Day 6: Confidence Intervals — The Range of Truth
The Problem
Dr. Amara Chen’s pharmacology team has spent six months developing a novel kinase inhibitor for triple-negative breast cancer. After extensive optimization, they measure the half-maximal inhibitory concentration (IC50) across eight independent replicates: 11.2, 13.1, 12.8, 10.9, 14.2, 12.0, 11.7, and 12.5 nanomolar. The mean is 12.3 nM — an excellent result that would place their compound among the most potent in its class.

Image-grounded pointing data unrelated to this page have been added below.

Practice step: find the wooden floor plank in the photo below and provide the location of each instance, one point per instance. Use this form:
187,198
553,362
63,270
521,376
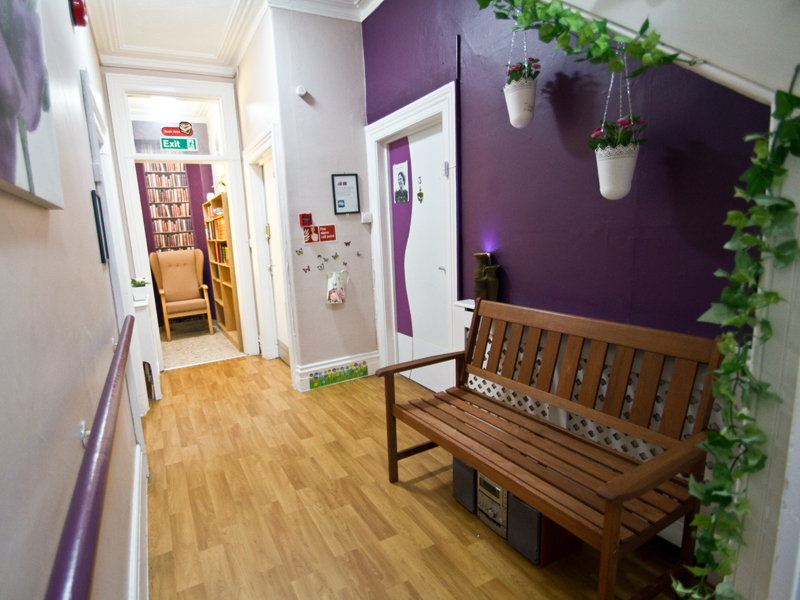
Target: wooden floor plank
259,491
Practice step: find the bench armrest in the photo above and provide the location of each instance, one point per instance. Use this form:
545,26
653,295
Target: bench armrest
654,472
421,362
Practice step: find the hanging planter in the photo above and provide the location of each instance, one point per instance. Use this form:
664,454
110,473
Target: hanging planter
615,168
520,88
520,101
616,148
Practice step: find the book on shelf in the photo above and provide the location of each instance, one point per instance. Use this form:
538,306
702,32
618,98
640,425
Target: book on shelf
158,180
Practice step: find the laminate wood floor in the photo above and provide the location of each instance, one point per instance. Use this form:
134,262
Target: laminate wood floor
258,491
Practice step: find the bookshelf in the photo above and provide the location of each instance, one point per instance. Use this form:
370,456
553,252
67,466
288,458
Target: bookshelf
220,257
170,211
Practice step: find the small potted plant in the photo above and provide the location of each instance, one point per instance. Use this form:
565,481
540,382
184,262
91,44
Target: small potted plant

But when Dr. Chen presents these results to the medicinal chemistry team, the lead chemist asks the uncomfortable question: “If you ran the experiment again tomorrow, would you get 12.3 nM? Or could it be 15? Or 9?” The point estimate of 12.3 nM tells them where the center of their data is, but it says nothing about how confident they should be in that number. They need a range — a confidence interval — that captures the uncertainty inherent in measuring anything biological.
This chapter introduces the confidence interval: a range of plausible values for a population parameter, built from sample data. It is one of the most important and most misunderstood tools in all of biostatistics.
What Is a Confidence Interval?
Imagine you are trying to measure the height of a building, but your measuring tape is slightly stretchy. Each time you measure, you get a slightly different answer. A confidence interval is like saying: “Based on my eight measurements, I am 95% confident the true height is somewhere between 48.2 and 52.1 meters.”
More precisely: if you repeated your experiment 100 times and computed a 95% confidence interval each time, about 95 of those 100 intervals would contain the true population parameter. The remaining 5 would miss it entirely.
Common pitfall: A 95% CI does NOT mean “there is a 95% probability the true value is in this interval.” Once you compute a specific interval, the true value is either in it or it isn’t. The 95% refers to the procedure’s long-run success rate, not the probability for any single interval.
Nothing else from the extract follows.